Kaiserschmarrn and other Austrian desserts

The most legendary of all Austrian desserts: Kaiserschmarrn is something like a torn omelette. Its origin, in fact, is somewhat legendary itself: Torn omelettes (“Schmarrn”) already had a longstanding tradition when Austria’s last “real” emperor, Franz Joseph I demanded one such thing for dessert. His cook quickly created this simple Schmarrn from few ingredients. Inspired by the milk, he named it “Käser Schmarrn” (Cheesemaker’s Schmarrn), which the old emperor misunderstood as “Kaiserschmarrn” (Emperor’s Schmarrn).

Since you don’t disagree with an emperor, the dish became known as just that. “Schmarrn” is also used in colloquial German like “rubbish” in English, describing inaccurate information or stories. I think that the legend of the name Kaiserschmarrn is just that…nevertheless, it makes a good story.


Ingredients (for 4 people):

  • 20 grams of raisins
  • 1/3 cup rum
  • 500 ml milk
  • 8 eggs
  • 6 table spoons sugar
  • 1 teaspoon vanilla extract
  • 1 teaspoon of salt
  • 250g all-purpose flour
  • 4 tablespoons butter
  • 2 tablespoon butter, melted
  • 1/2 cup confectioners’ sugar, plus more for dusting
  • plum preserves for serving


How to prepare Kaiserschmarrn:

In a small bowl, combine raisins with rum and let soak 30 minutes then drain.

In a medium mixing bowl, beat together the milk, eggs, white sugar, vanilla, and salt. Gradually whisk in the flour to make a smooth batter. Stir in the drained raisins.

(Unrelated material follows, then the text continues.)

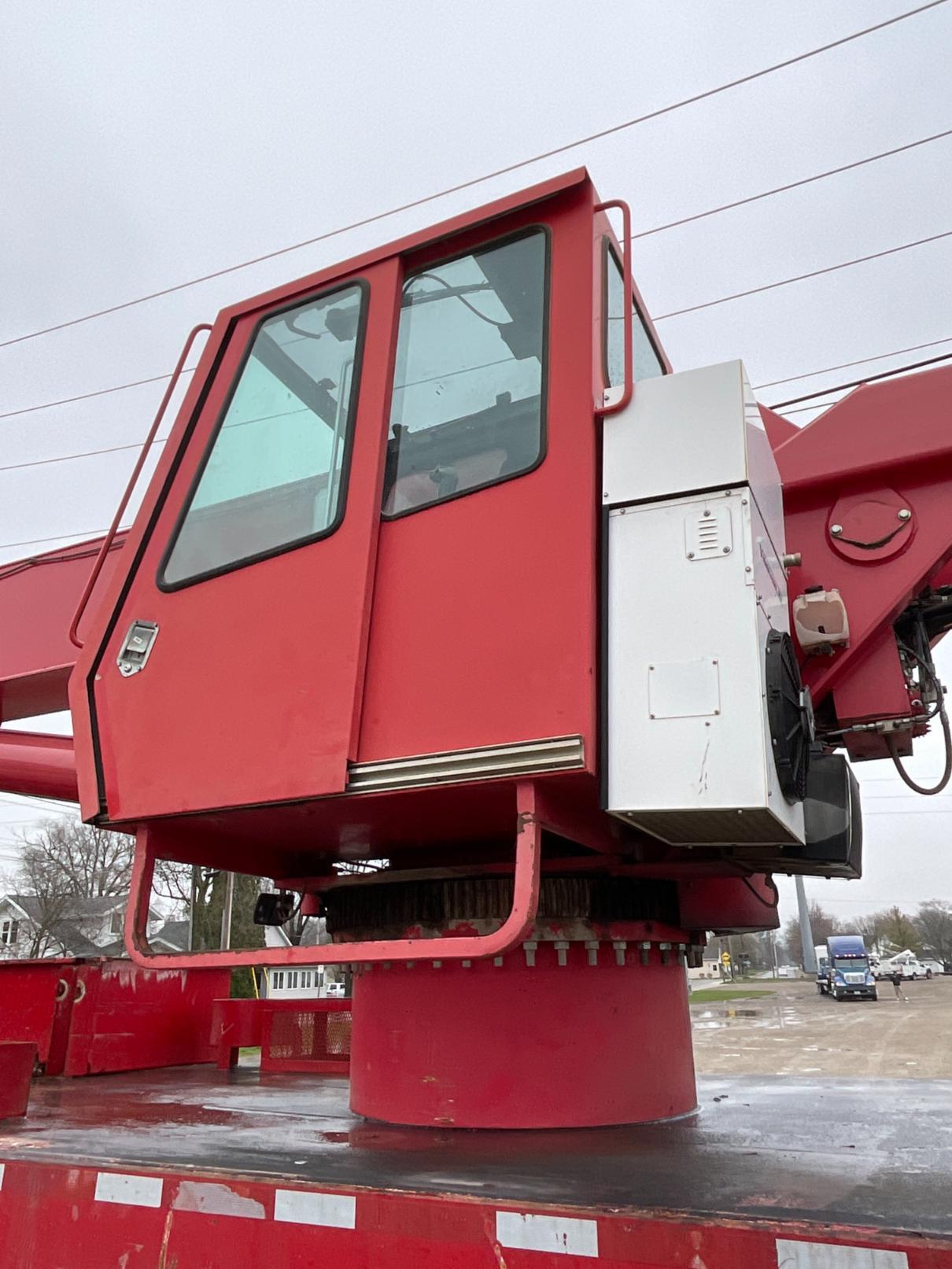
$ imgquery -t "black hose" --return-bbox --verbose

In a large skillet melt 2 tablespoons butter over medium heat. Pour the batter into the skillet and cook 5 to 6 minutes, or until the pancake has set and the bottom is golden brown. Turn over the pancake and cook 3 minutes, or until this side is also golden brown. Using a spatula or two forks, tear the pancake into bite-size pieces. Drizzle in the melted butter and sprinkle with confectioners’ sugar. Turn up the heat to medium high and use a spatula to gently toss the pieces for 5 minutes, or until the sugar has caramelized. Sprinkle with additional confectioners’ sugar and serve with “Zwetschkenröster“, a kind of plum preserves.